Allianz also reported that fee income from asset flows into Pacific Investment Management, owner of Pacific Life Insurance, also grew steadily in the third quarter. According to CFO Dieter Wemmer, the new products developed by Allianz Life were created in response to a low interest rate environment. Buffered variable annuities are viewed as much simpler than some of their cousins, sticking primarily with index allocations, few subaccounts, no living benefits and no lifetime income riders. Terms are often shorter and policyholders are protected against losses beyond a protection buffer offered by the insurer. They are also known as structured variable annuities.

From the insurer’s prospective, buffered variable annuities are “capital-efficient,” requiring less capital to support than traditional life and annuity products. They are typically sold by broker/dealers while indexed annuities, another product, are sold by independent agents.

When asked if buffered annuities were “taking over” from the company’s indexed annuities, Giulio Terzariol, Allianz’s new CFO come January, said there was no cannibalization between the two channels.

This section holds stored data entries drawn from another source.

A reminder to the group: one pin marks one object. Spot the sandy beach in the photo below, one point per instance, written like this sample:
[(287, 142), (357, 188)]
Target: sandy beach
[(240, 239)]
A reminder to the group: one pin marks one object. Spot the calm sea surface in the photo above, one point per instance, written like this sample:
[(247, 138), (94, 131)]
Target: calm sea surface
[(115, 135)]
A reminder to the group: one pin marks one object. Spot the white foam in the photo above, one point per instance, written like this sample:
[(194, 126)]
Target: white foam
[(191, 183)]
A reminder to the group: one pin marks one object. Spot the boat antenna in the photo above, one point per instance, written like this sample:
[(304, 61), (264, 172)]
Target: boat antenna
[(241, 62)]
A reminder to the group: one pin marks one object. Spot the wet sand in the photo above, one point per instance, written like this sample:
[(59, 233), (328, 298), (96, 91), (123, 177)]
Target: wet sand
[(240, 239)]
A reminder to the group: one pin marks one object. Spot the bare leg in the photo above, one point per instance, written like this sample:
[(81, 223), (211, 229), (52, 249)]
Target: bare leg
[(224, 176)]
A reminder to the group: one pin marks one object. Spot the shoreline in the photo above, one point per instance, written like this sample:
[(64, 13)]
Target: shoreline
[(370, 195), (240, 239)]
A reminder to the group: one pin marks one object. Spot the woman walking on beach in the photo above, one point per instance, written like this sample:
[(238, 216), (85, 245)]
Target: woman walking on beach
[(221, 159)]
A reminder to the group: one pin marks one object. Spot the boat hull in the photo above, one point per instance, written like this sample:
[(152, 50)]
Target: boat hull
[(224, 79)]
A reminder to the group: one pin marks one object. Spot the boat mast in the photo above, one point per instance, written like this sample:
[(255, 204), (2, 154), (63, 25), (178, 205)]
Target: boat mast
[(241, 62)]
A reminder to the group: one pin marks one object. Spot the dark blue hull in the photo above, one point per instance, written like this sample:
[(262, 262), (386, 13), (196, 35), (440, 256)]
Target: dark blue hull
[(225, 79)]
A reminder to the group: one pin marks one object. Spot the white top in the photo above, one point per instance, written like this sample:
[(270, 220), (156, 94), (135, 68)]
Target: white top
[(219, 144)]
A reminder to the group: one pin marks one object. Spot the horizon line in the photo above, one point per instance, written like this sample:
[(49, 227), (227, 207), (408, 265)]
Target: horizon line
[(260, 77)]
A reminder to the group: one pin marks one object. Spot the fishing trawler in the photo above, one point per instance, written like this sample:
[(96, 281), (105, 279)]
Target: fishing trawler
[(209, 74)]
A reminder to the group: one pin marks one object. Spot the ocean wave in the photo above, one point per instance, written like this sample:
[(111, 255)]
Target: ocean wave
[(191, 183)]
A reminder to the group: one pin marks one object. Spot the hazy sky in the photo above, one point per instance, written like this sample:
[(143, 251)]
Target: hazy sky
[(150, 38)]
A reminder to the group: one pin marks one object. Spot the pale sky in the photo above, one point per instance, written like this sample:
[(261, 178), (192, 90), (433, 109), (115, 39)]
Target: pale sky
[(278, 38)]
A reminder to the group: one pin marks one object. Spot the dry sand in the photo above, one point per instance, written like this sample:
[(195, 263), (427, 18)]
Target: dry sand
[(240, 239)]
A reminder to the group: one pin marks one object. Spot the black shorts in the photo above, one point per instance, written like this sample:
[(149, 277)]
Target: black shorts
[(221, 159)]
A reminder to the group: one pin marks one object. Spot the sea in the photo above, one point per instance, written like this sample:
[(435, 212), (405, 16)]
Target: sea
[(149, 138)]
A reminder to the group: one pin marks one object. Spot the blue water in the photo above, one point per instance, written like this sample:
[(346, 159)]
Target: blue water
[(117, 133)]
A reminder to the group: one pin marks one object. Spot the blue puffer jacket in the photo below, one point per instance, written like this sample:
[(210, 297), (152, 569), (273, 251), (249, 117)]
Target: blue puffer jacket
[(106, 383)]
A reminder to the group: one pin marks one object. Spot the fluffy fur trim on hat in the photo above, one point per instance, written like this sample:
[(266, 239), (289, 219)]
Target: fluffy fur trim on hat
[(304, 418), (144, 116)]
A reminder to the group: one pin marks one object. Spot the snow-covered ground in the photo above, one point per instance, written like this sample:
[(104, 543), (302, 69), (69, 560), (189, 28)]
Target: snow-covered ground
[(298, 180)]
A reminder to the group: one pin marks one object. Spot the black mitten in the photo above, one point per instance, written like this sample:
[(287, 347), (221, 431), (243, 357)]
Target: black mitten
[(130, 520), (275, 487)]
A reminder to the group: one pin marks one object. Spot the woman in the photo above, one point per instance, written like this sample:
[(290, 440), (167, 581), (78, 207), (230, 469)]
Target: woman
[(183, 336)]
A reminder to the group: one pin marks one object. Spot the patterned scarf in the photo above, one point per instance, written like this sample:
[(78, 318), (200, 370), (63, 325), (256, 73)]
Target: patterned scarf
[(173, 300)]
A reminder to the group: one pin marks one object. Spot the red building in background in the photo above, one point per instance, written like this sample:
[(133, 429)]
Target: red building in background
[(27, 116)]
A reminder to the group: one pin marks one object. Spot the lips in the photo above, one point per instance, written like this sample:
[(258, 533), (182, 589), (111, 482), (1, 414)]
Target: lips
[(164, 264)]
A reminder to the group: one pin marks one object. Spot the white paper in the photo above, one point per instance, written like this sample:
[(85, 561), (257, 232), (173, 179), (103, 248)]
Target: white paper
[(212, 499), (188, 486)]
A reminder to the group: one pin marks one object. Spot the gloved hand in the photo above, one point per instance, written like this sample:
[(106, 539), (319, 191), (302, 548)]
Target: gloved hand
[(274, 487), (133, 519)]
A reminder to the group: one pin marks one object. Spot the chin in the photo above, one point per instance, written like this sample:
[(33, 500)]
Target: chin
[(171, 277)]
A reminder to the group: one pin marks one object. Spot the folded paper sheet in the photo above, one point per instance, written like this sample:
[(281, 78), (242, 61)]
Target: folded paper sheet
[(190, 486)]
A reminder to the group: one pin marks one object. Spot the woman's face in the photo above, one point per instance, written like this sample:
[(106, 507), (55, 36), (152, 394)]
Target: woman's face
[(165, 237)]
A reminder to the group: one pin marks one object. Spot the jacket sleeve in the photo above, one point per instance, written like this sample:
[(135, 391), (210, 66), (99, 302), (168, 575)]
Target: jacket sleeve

At the end of the second quarter, sales of buffered variable annuities held about 7% of the entire variable annuity market, or $1.8 billion. The Department of Labor’s fiduciary rule, which had been weighing down Allianz Life in the first half of the year, is no longer a major impact after it was decided to delay implementation until July 1, 2019. Overall, Allianz posted a 17% drop in third quarter net income to $1.9 billion, due to hurricane and fire-related losses in the company’s property/casualty sector.